Part of the motivation behind this appears to be Apple maintaining its brand image, although it may also allow the company to carve out a niche for itself among many consumers who are looking for streaming services that are focused on producing quality, mainstream “family-friendly” content — something that’s almost non-existent among the big streaming players. Apple’s stance puts it in a unique position in Hollywood, walking a line that few other studios would even consider, and as the WSJ notes, the result has been to leave the company a bit out of step with the “triumphs of the video-streaming era,” which routinely feature original and critically-acclaimed shows from companies such as Amazon, HBO, and Netflix that include no shortage of rough language and “plenty of sex.”

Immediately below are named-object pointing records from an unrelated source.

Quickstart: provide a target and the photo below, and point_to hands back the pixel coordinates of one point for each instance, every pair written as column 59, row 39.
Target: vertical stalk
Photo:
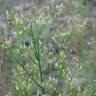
column 37, row 55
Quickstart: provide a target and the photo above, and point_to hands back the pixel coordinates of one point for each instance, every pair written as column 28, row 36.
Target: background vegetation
column 47, row 48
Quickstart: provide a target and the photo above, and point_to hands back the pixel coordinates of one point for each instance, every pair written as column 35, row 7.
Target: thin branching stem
column 36, row 46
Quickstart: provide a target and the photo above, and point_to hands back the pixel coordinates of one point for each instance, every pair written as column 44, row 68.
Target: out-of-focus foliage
column 52, row 49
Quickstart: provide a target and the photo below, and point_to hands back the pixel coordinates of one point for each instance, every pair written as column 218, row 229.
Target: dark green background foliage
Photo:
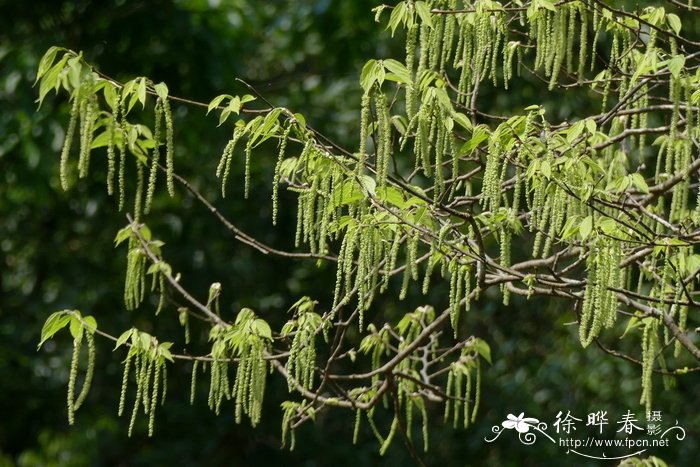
column 54, row 245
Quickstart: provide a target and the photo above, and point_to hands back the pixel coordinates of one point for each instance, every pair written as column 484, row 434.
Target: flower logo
column 520, row 423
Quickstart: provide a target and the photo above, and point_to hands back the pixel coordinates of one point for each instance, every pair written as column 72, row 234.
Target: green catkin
column 164, row 382
column 154, row 158
column 588, row 315
column 411, row 39
column 72, row 377
column 90, row 371
column 246, row 183
column 125, row 382
column 650, row 343
column 138, row 198
column 113, row 128
column 597, row 27
column 223, row 170
column 558, row 52
column 213, row 384
column 122, row 171
column 154, row 399
column 364, row 133
column 435, row 41
column 477, row 391
column 193, row 382
column 87, row 123
column 147, row 385
column 276, row 176
column 390, row 436
column 583, row 41
column 383, row 149
column 68, row 141
column 570, row 38
column 169, row 147
column 448, row 36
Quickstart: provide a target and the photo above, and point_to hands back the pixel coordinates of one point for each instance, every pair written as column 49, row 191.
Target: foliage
column 436, row 187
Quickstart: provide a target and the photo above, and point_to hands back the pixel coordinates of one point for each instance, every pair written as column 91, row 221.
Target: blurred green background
column 55, row 246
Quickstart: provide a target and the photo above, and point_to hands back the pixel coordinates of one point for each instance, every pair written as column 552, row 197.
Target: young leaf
column 53, row 324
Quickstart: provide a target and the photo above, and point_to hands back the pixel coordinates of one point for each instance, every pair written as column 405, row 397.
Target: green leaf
column 638, row 181
column 591, row 126
column 50, row 81
column 398, row 15
column 585, row 228
column 53, row 324
column 675, row 65
column 141, row 92
column 370, row 74
column 262, row 329
column 399, row 70
column 483, row 349
column 423, row 11
column 46, row 62
column 123, row 338
column 90, row 324
column 368, row 184
column 161, row 90
column 216, row 101
column 462, row 120
column 674, row 21
column 76, row 326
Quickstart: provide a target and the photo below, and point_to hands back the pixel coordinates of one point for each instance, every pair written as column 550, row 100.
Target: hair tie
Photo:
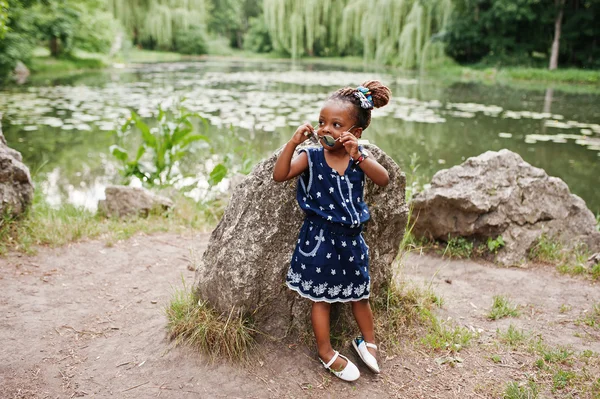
column 364, row 96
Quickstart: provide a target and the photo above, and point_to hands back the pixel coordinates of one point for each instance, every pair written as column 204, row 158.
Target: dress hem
column 302, row 294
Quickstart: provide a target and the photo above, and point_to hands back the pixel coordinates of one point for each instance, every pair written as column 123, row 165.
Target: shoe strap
column 335, row 355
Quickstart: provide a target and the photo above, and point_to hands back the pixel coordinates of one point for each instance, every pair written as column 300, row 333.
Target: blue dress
column 331, row 259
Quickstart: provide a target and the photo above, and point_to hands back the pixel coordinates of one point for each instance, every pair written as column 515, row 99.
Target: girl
column 331, row 260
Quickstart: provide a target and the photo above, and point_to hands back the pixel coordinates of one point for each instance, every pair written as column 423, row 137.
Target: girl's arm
column 285, row 168
column 374, row 171
column 370, row 166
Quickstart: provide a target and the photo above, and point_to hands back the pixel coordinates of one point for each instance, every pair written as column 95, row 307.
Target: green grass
column 502, row 308
column 512, row 337
column 45, row 225
column 514, row 390
column 592, row 318
column 409, row 311
column 193, row 322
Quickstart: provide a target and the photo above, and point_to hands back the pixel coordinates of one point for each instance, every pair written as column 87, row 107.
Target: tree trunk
column 54, row 49
column 560, row 4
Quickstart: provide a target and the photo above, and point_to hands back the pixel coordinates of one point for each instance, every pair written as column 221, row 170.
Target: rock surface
column 245, row 264
column 124, row 201
column 16, row 187
column 498, row 193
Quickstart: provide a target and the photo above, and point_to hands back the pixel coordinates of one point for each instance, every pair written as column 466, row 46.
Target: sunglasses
column 327, row 139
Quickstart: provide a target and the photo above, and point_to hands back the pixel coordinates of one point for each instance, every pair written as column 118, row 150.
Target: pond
column 63, row 126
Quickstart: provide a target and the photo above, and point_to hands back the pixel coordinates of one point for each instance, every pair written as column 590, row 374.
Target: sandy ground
column 88, row 320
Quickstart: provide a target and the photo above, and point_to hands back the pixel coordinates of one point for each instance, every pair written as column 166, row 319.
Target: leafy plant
column 495, row 244
column 162, row 147
column 459, row 247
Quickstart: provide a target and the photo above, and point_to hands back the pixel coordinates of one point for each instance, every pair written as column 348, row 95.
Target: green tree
column 156, row 23
column 524, row 32
column 3, row 18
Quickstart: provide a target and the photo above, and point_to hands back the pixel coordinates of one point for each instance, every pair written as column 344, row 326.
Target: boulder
column 16, row 187
column 122, row 201
column 497, row 193
column 247, row 258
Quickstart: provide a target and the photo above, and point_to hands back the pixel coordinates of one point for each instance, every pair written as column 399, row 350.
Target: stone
column 16, row 187
column 247, row 258
column 122, row 201
column 498, row 193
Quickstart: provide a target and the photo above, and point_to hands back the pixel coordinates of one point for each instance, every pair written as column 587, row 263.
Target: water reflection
column 62, row 128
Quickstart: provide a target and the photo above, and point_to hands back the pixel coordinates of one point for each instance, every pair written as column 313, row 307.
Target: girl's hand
column 350, row 143
column 302, row 133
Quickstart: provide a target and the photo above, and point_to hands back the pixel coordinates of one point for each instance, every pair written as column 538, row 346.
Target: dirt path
column 87, row 320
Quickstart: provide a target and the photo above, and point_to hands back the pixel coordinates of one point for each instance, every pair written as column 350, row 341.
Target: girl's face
column 336, row 118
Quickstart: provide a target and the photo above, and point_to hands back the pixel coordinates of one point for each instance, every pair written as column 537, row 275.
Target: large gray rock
column 16, row 187
column 122, row 201
column 497, row 193
column 245, row 264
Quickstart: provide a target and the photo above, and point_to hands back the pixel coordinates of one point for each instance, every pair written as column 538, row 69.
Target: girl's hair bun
column 381, row 94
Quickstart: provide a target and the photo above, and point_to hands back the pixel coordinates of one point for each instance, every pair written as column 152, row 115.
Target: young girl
column 331, row 259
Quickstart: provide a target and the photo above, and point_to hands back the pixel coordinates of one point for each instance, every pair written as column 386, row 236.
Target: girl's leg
column 364, row 318
column 320, row 322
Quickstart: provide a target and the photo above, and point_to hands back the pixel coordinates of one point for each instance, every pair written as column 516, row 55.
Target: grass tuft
column 502, row 308
column 193, row 322
column 44, row 224
column 515, row 390
column 512, row 336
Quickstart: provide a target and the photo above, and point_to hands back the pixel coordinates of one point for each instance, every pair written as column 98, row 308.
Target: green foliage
column 191, row 41
column 157, row 23
column 502, row 308
column 3, row 18
column 257, row 39
column 514, row 390
column 512, row 336
column 562, row 378
column 164, row 145
column 506, row 32
column 546, row 249
column 193, row 322
column 495, row 244
column 458, row 247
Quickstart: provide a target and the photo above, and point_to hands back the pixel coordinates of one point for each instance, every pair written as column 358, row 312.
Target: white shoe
column 361, row 348
column 349, row 373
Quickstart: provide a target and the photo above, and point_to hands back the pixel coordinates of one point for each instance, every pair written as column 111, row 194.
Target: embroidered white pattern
column 347, row 291
column 320, row 289
column 334, row 291
column 358, row 291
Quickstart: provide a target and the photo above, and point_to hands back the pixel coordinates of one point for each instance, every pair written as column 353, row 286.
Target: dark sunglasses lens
column 329, row 140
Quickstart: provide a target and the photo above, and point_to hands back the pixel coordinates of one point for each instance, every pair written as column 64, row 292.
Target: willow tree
column 395, row 32
column 159, row 20
column 298, row 26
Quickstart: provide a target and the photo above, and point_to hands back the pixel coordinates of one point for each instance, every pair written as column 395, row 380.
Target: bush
column 191, row 41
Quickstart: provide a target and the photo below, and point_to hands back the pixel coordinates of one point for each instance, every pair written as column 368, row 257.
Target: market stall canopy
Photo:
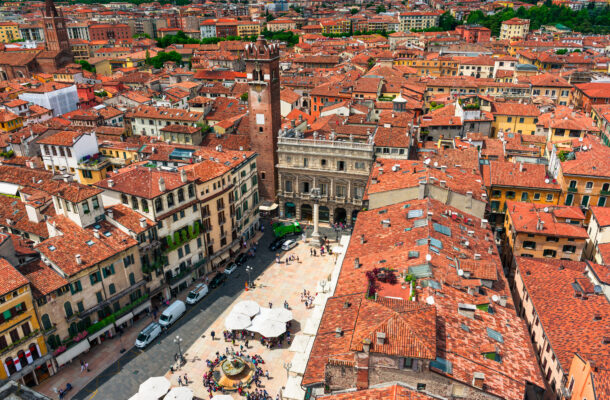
column 247, row 307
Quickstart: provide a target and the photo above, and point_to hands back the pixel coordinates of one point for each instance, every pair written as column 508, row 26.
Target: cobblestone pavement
column 116, row 376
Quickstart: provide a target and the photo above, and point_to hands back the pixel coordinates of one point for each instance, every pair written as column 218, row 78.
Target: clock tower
column 263, row 73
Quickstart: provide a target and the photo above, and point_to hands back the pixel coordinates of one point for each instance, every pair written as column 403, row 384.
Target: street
column 121, row 379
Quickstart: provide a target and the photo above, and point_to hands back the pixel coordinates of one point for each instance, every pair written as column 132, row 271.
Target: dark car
column 277, row 244
column 241, row 259
column 218, row 280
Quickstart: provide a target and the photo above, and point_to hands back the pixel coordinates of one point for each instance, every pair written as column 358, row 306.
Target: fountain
column 234, row 372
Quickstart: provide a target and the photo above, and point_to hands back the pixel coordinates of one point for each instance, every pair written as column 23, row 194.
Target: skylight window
column 415, row 214
column 495, row 335
column 445, row 230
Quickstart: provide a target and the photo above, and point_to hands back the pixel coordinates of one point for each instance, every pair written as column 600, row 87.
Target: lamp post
column 315, row 196
column 178, row 341
column 248, row 270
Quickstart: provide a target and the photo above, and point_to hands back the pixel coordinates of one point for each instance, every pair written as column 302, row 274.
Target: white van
column 172, row 313
column 147, row 335
column 197, row 293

Apple’s efforts to toe a cleaner line may also be contributing to the delays in launching its new video streaming service, with the company having already twice-postponed the launch, and a leading producer saying that the date may be pushed back again even further. Apple has already brought more than a dozen shows that fit well into its more “PG” objectives, including a series about Emily Dickinson, a drama on the life of NBA star Kevin Durant, and a partnership with Sesame Workshop to develop kids’ programming. The WSJ adds that of the roughly two-dozen shows Apple has in development, there are only a few that could even potentially “veer into TV-MA territory.” Perhaps ironically, the two executives at the head of Apple’s Worldwide Video Content team, Zack Van Amburg and Jamie Erlicht, previously oversaw the development of “Breaking Bad” for Sony Pictures, but are now required to devote considerable time to gaining approval from Apple CEO Tim Cook and SVP Eddy Cue.
While the duo have managed to push in some slightly edgier shows, such as an M. Night Shyamalan thriller series about a couple who lose a young child, even these have been been censored by Apple executives to avoid saying into religious or political subjects. Apple also replaced the showrunners for its planned reboot of Steven Spielberg’s “Amazing Stores”, with people familiar with the project stating that execs found the original team’s vision “a little dark.” Despite this, however, the company still has other potentially “TV-MA” content in production, such as the adaptation of Shantaram, a story about a man on the run from an Australian prison who is a former heroin addict and finds a new life in the underworld of Bombay, smuggling guns to Afghanistan.
Of course, despite the upsurge in edgier and more graphic content among the streaming and pay-TV networks, there are many successful network shows such and even streaming network hits that have little to no graphic content, and Apple is clearly banking on the belief that sex, profanity, and violence are not necessary for producing hit television shows.